Dogfood

2004-04-19

I’ve been running my main mail feeds through my POP3 code for several weeks now. All my email gets pulled from the POP3 servers into my home-brew email system, it runs through my hardcoded filters which split “bad” mail from mail that might be good and finally Outlook connects to my mail server and pulls the email from my system back into production quality code land…

Occasionally I see ‘interesting things’ and these either become the focus for swift retesting session or else find their way into FogBugz…

Currently the most interesting unresolved issue appears to be a weirdness with Norton Anti Virus’ incoming email scanning. I have an email account that is now so much of a permanent spamfest that I never read anything that comes in via it, it’s a great source of test emails though… Sometimes this one account gets a mail in it that Norton AV barfs on. It barfs in such a way that it simply closes the connection to the client; this ‘feature’ exposes an annoying bug in my naive mail collection strategy…

Norton AV’s email scanning is probably implemented as a Winsock LSP. It intercepts socket traffic, works out its POP3 traffic and does ‘clever stuff’ TM to the bodies of the emails that you download - unless you use SSL, when it can’t, because it can’t ‘see’ the POP3 protocol for the SSL… My mail system acts as a client to external POP servers and so that I can test the SSL and non-SSL code paths I run Outlook as an SSL client against my server for some accounts and as a non-SSL client for some other ones.

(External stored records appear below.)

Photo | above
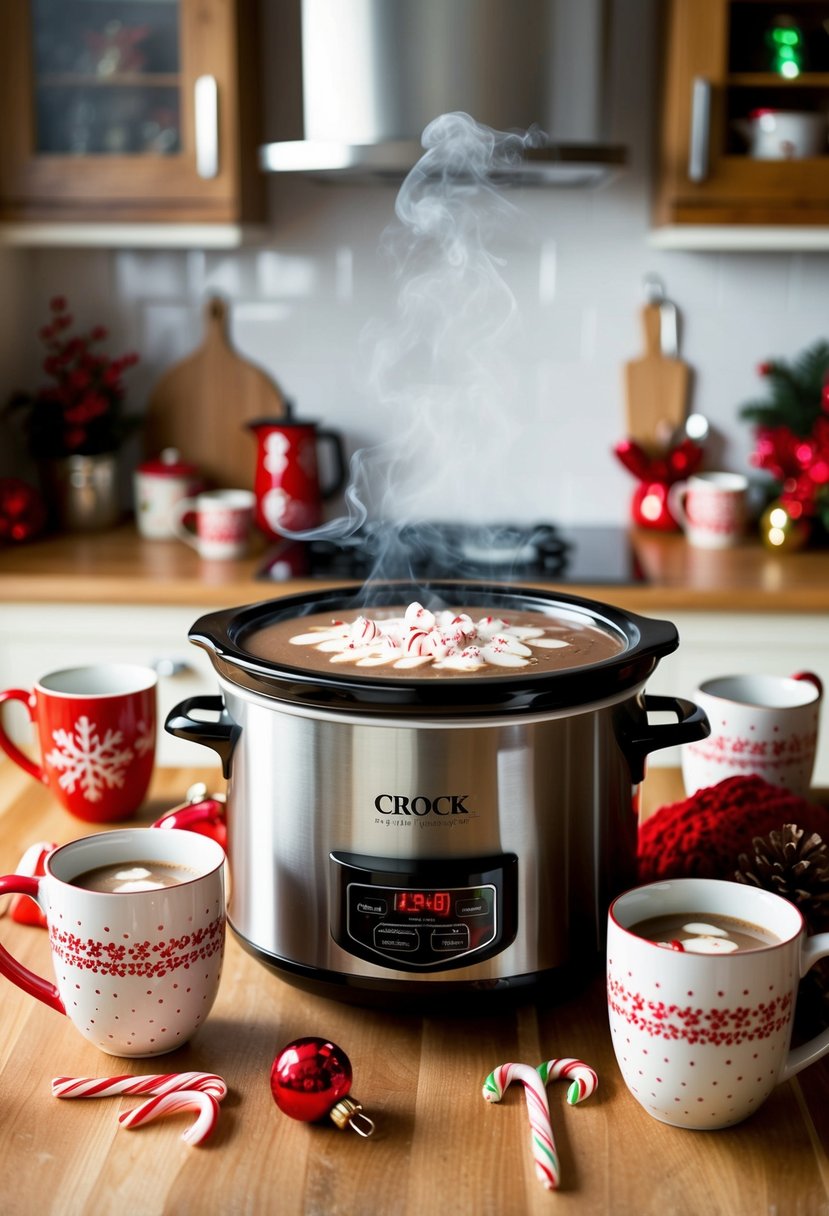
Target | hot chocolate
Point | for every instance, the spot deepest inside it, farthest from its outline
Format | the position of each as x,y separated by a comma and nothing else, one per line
127,877
701,933
413,641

To make sure I get one dose of Norton on each email pipeline I run the mail gatherer as non-SSL on the SSL client accounts and as SSL on the non-SSL client accounts… A couple of emails a week on one particular POP3 account cause Norton to give up the ghost and close the client’s connection. I’ve yet to be interested enough to work out exactly what the root cause is, but… Currently my rather naive email collection strategy is this; connect to server, issue a STAT command to find out how many mails are waiting, for(size_t i = 0; i < resultOfSTAT; ++i) retrieve the email at index i using RETR i. If there’s an error, go bang, catch the banger, clean up and try again a bit later… When Norton decides it doesn’t like a particular email my system blocks up as it continually fails to collect the message at position i and then waits and tries again later. Until the bad mail at i is downloaded successfully the system won’t bother to try and get any later emails; bugger!

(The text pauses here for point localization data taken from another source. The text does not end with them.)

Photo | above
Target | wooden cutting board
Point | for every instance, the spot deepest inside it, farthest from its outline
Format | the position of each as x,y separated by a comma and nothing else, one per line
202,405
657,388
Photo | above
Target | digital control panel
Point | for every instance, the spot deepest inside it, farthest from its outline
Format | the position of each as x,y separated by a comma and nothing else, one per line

Outlook does it a little more sensibly. The POP3 protocol exposes an ‘optional’ command called UIDL that provides ‘a unique ID listing’ for a message. Outlook grabs the UIDL for all available messages and then downloads ones that it hasn’t flagged as downloaded before; this makes it more robust to failures that might otherwise result in duplicate message downloads and also allows it to work around ‘broken emails’ like the one that cases Norton AV to die… It seems that once Outlook starts to download a message and issues a RETR it flags the UIDL as downloaded. When Norton craps out, the session fails but Outlook never tries to download that message again, so it side steps the problem, whilst leaving the poison message on the server…

Using a UIDL aware message download strategy is pencilled in for a future version of my code, but for now, HTTP based configuration remains in the number one new feature slot.